The first time I found them I had no idea what they were, because they were rubbery in texture and looked artificial. So I added a photo to a website call iSpot. (iSpot is a really useful online nature community that connects beginners with experts and fellow enthusiasts. It was developed by the Open University.) Within a few hours I had an ID and some excited comments and recommendations about encouraging these creature into the garden. One of these comments suggested creating a space at the bottom of the heap with a few crossed logs to provide shelter for the snakes, so when I start to refill the compost heap that is what goes in first and it certainly seems to be working. Of course, later in the year it can be disconcerting to come across an actual snake. Last year we came across one enjoying the pond. Beautiful, but they move frighteningly quickly in that zigzag fashion, which can confuse you about the direction they are going.

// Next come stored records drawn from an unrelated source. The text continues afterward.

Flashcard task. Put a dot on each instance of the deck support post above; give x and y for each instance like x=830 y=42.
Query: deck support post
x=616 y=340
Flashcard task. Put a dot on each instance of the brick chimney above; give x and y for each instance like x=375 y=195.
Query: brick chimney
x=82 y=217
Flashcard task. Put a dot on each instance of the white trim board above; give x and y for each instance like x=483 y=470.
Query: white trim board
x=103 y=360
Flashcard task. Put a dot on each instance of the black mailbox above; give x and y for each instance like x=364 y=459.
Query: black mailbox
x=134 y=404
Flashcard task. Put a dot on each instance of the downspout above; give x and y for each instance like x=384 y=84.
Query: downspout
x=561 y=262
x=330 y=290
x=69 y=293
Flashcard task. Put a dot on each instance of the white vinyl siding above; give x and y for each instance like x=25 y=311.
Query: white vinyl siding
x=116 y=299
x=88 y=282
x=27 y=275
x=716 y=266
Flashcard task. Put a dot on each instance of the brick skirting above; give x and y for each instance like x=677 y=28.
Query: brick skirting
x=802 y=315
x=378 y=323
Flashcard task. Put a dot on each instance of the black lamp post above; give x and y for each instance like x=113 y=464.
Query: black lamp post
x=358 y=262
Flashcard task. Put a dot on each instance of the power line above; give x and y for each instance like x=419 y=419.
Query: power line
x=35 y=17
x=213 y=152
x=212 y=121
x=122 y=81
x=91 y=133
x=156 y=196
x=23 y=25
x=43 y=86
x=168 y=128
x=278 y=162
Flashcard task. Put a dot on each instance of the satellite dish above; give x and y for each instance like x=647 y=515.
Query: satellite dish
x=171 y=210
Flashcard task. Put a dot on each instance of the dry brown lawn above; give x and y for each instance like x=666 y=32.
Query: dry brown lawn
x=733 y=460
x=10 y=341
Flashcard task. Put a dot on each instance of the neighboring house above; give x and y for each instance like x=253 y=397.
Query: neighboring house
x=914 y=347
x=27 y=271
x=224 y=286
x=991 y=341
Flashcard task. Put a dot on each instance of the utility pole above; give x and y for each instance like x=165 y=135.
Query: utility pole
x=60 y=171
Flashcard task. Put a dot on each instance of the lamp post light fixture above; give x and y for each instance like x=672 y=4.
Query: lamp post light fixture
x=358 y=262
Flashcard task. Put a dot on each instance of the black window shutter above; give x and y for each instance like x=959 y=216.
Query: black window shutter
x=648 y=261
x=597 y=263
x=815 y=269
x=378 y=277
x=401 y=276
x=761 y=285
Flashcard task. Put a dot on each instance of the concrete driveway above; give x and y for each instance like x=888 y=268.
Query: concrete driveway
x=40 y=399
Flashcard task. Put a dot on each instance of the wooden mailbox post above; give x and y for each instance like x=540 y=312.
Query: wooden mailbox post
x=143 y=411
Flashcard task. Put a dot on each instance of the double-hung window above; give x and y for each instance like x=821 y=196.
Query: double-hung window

Anyhow, back to the compost heap: The emptying process has taken a while, because I’ve been doing it in bits. It feels like a big job (the bin is about 1.5m x 1.5m x 1m) and I’ve waited for beds to be clear and gaps to appear in the garden. Most of the compost this year has gone on to the vegetable plot, because the new raised beds have settled over this first year and the imported top soil looked thin. Elsewhere, anything I can add to the clay soil will help ease of planting in future.